QUESTION I I would like to understand more about syndesmosis fixation please. I remember seeing screws for fixation and then patients had to have them removed. I recently had a patient with a “tightrope” fixation with no plans for any removal. Can you please explain the differences in fixation for the syndesmosis and how they are treated differently?
Background: The syndesmosis consists of the ligamentous structures that connect the distal tibia to the fibula and keep the fibula in the incisura fibularis. These structures include the Anterior Inferior Tib-Fib ligament (AITFL), the Posterior Inferior Tib-Fib ligament (PITFL), Interosseous Ligament (IOL) and the interosseous membrane (IOM). A rupture of these structures, even without fracture of the fibula, can result in instability between the tibia and fibula and allow lateral movement of the talus. Studies have shown that with as little as 1mm of lateral displacement of the fibular, the tibiotalar contact area available for weight bearing is reduced by 42%. A lack of anatomic reduction of the syndesmosis can result in increased stresses across the joint, resulting in early degeneration or arthritis.
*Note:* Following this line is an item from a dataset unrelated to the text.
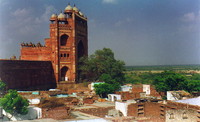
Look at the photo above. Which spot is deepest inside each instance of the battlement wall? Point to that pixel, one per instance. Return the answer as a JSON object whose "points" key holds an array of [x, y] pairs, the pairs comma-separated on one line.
{"points": [[36, 53], [27, 75]]}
Fixation: With an acute syndesmosis rupture, surgical strategy involves reducing the fibula to its proper relationship to the tibia, and fixing the position. The traditional fixation for a syndesmosis was screw fixation. A screw would fix the position of the fibula to the tibia to allow the ligaments to heal. After adequate healing of the ligaments, around three months, the screw is removed to allow the natural micromotion of the ankle joint again. Screw fixation is still commonly used. Screw fixation is reliable in holding the reduction of the syndesmosis. A theoretical disadvantage is that the construct is too stiff and non-physiologic. A further disadvantage is that a second surgery is usually needed to allow more natural movements. During recovery the screw or screws may break.
More recently a suture button fixation has been used and has gained popularity. The fixation is flexible with multiple strands of non-breakable suture across the joint. The theoretical advantages are that suture fixation allows for more physiologic motion between the tibia and fibula. Because the construct is flexible, most surgeons leave the fixation in place avoiding the need of a second surgery. Studies have shown that the suture fixation is similar in strength to screw fixation.
With either screw fixation, or suture fixation, the post-operative instructions are usually similar. Treatment usually involves non-weightbearing with Camboot immobilisation for six weeks, followed by weight bearing in a Camboot for four weeks. Ankle motion is commenced at six weeks after surgery and progression with strengthening and return to activities after three months from surgery. The main difference in treatment is that the tightrope is often left in place, while screws are usually removed by a second operation at three months from surgery.